The most successful of these was the Cotton Club, which featured frequent performances by Ellington and Calloway. Some in
the community derided the existence of such clubs, while others believed they were a sign that black culture was moving
towards greater acceptance.
Paul Robeson
The cultural boom in Harlem gave black actors opportunities for stage work that had previously been withheld. Traditionally,
if black actors appeared onstage, it was in a minstrel show musical and rarely in a serious drama with non-stereotypical
roles.
At the center of this stage revolution was the versatile Paul Robeson, an actor, singer, writer, activist, and more. Robeson first
moved to Harlem in 1919 while studying law at Columbia University and continually maintained a social presence in the
area, where he was considered an inspirational but approachable figure. Robeson believed that arts and culture were the
best paths forward for Black Americans to overcome racism and make advances in a white-dominated culture.
Josephine Baker
Black musical revues were staples in Harlem, and by the mid-1920s had moved south to Broadway, expanding into the white
world. One of the earliest of these was Eubie Blake and Noble Sissle’s Shuffle Along, which launched the career of Josephine
Baker.
White patron Van Vechten helped bring more serious black stage work to Broadway, though largely the work of white
authors and considered to fall short of the potential. It wasn’t until 1929 that a black-authored play about black lives,
Wallace Thurman and William Rapp’s Harlem, played Broadway.
Playwright Willis Richardson offered more serious opportunities for black actors with a several one-act plays written in the
1920s, as well as articles in Opportunity magazine outlining his goals. Stock companies like the Krigwa Players and the
Harlem Experimental Theater also gave black actors serious roles.
Aaron Douglas
The visual arts were never welcoming to black artists, with art schools, galleries and museums shutting them out. Sculptor
Meta Warrick Fuller, a protege of Auguste Rodin, explored African American themes in her work and influenced Du Bois to
champion black visual artists.
The most celebrated Harlem Renaissance artist is Aaron Douglas, often called “the Father of Black American Art,” who
adapted African techniques to realize paintings and murals, as well as book illustration.

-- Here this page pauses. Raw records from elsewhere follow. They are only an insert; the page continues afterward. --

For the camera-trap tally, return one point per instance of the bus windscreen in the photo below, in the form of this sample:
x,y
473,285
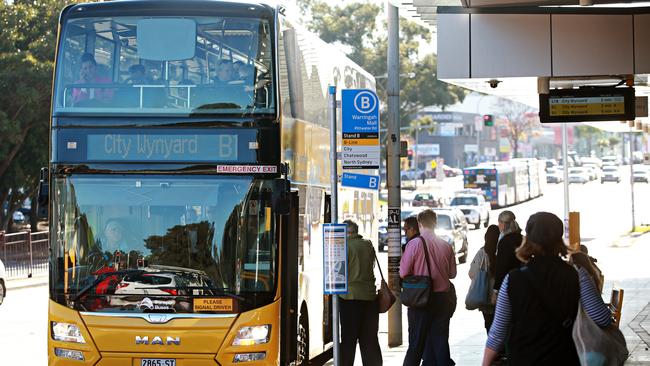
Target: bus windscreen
x,y
154,243
165,66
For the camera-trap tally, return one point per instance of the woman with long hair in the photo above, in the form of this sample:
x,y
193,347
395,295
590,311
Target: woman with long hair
x,y
485,259
538,302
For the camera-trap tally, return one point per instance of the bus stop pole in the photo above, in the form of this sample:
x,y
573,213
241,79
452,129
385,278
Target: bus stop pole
x,y
565,163
334,210
393,177
632,175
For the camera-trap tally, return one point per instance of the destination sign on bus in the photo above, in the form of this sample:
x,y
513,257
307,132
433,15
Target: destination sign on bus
x,y
188,145
592,104
137,147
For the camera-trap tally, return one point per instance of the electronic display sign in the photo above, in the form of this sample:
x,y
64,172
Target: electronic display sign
x,y
587,104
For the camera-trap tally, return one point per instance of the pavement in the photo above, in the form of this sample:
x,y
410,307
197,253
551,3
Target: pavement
x,y
34,281
467,335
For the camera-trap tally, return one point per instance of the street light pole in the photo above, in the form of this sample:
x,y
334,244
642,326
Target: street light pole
x,y
632,175
565,162
393,177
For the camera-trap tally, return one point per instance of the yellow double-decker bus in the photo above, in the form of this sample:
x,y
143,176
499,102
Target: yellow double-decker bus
x,y
188,185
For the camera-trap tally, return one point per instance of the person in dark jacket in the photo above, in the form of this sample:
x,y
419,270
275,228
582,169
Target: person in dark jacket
x,y
359,308
538,302
509,240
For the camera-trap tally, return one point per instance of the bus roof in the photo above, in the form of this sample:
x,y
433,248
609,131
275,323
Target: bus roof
x,y
181,7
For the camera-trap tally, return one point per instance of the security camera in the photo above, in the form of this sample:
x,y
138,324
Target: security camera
x,y
493,83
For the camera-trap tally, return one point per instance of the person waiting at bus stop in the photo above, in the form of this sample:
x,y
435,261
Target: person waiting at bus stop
x,y
359,308
429,326
538,302
411,230
509,240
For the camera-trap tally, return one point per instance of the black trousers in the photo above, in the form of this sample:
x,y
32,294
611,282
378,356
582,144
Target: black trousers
x,y
429,333
359,323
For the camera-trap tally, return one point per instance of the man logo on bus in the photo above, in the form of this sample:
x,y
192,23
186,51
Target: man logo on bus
x,y
365,102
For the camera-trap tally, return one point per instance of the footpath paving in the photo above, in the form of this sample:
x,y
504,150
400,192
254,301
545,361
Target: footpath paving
x,y
18,283
467,334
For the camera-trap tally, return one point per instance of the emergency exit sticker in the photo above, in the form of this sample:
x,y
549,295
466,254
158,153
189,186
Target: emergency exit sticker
x,y
214,304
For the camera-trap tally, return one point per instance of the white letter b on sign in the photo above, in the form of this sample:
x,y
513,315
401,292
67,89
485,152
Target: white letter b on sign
x,y
365,103
373,183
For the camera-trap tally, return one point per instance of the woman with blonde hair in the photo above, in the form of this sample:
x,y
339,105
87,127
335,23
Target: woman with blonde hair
x,y
538,302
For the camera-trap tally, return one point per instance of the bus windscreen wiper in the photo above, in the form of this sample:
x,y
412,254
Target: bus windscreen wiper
x,y
101,278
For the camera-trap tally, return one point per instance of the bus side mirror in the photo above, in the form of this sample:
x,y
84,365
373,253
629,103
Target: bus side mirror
x,y
43,199
281,201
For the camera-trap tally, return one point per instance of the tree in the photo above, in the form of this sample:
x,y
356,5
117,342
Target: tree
x,y
518,120
27,41
355,27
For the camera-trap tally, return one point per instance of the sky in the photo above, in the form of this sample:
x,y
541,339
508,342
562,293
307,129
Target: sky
x,y
425,48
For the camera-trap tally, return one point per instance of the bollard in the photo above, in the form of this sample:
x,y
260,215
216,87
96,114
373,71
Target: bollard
x,y
574,231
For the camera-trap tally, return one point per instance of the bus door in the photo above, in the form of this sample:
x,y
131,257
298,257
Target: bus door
x,y
289,225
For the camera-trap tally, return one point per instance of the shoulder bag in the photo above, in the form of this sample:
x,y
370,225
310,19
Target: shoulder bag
x,y
385,297
416,290
479,290
598,346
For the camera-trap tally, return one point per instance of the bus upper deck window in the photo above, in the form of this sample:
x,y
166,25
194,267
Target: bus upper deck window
x,y
166,39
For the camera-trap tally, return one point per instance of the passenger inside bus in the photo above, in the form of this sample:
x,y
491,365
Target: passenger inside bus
x,y
137,75
88,75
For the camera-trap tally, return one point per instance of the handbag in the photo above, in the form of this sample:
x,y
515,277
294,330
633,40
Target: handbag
x,y
385,297
598,346
479,290
416,290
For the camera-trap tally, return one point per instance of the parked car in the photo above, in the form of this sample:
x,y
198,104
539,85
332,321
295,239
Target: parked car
x,y
551,163
610,174
553,175
593,170
579,175
641,174
591,161
3,280
452,227
424,200
474,207
610,160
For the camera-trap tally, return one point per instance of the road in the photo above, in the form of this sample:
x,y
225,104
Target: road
x,y
605,214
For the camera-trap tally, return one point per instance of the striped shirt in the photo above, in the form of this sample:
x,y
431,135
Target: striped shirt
x,y
589,298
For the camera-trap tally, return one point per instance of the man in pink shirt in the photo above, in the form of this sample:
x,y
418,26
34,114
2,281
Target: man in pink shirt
x,y
429,326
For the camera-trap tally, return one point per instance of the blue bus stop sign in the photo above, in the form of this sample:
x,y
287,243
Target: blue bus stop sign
x,y
360,181
360,127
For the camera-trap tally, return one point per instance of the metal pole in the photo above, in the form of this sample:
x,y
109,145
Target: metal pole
x,y
415,158
393,177
335,209
566,179
632,175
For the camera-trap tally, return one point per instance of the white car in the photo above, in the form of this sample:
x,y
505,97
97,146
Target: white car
x,y
474,207
594,171
3,278
610,174
579,175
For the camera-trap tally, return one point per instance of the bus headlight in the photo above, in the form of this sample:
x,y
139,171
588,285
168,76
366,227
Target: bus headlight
x,y
248,336
67,333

Sculptor Augusta Savage’s 1923 bust of Du Bois garnered considerable attention. She followed that up with small, clay
portraits of everyday African Americans, and would later be pivotal enlisting black artists into the Federal Art Project, a
division of the Work Progress Administration (WPA).

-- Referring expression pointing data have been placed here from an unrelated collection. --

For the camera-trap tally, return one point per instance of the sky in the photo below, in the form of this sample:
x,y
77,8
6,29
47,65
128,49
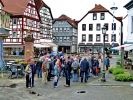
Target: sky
x,y
76,9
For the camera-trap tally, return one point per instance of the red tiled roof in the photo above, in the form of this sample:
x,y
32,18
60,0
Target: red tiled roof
x,y
100,8
2,3
39,4
15,7
64,17
3,35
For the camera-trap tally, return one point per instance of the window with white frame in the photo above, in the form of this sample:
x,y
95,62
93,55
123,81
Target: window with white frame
x,y
32,35
14,34
56,29
64,29
60,38
60,29
64,38
15,21
37,24
53,38
26,33
27,22
32,23
41,30
37,36
32,11
132,25
68,38
68,29
53,29
57,38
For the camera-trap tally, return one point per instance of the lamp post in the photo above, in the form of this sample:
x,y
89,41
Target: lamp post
x,y
113,8
103,72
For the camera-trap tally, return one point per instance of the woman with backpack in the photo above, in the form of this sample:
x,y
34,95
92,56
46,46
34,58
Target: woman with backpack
x,y
56,73
95,68
75,69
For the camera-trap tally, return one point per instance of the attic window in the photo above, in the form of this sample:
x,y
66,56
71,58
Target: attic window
x,y
94,16
102,16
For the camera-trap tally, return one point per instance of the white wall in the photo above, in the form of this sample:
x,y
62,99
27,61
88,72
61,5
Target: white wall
x,y
130,36
89,20
125,29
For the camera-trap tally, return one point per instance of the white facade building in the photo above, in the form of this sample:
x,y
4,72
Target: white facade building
x,y
90,37
129,7
125,29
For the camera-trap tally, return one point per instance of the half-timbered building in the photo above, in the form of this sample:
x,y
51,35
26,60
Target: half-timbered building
x,y
25,16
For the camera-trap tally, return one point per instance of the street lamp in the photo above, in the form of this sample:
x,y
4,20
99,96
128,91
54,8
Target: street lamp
x,y
113,9
103,72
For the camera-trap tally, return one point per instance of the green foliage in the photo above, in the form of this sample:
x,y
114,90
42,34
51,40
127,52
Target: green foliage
x,y
118,71
111,70
118,66
119,59
124,77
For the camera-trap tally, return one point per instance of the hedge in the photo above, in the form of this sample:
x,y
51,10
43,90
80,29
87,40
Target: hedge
x,y
111,70
124,77
118,71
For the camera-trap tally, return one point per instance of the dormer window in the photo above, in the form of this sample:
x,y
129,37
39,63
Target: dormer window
x,y
102,16
94,16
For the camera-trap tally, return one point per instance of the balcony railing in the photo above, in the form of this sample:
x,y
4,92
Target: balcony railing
x,y
12,40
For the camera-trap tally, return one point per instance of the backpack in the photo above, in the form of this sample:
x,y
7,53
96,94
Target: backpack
x,y
75,67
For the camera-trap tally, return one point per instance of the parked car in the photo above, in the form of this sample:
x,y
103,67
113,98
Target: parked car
x,y
54,53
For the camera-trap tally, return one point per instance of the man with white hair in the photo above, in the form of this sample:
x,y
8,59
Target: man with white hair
x,y
29,59
45,70
75,68
33,68
84,69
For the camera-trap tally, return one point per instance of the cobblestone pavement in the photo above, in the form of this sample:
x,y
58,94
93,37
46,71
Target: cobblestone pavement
x,y
64,93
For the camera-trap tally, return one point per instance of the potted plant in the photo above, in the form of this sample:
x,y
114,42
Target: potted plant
x,y
24,63
16,61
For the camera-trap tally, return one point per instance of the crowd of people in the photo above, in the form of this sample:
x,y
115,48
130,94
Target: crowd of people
x,y
56,67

James Van Der Zee’s photography captured Harlem daily life, as well as by commissioned portraits in his studio that he
worked to fill with optimism and separate philosophically from the horrors of the past.
Harlem Renaissance Ends
The end of Harlem’s creative boom began with the stock market crash of 1929 and wavered until Prohibition ended in 1933,
which meant white patrons no longer sought out the illegal alcohol in uptown clubs.
By 1935 many pivotal Harlem residents had moved on seeking work, replaced by the continuous flow of refugees from the
South, many requiring public assistance.
That same year, a riot broke out following the arrest of a young shoplifter, resulting in three dead, hundreds injured, and
millions of dollars in property damage, as well as serving as a marker of the end of the Harlem Renaissance.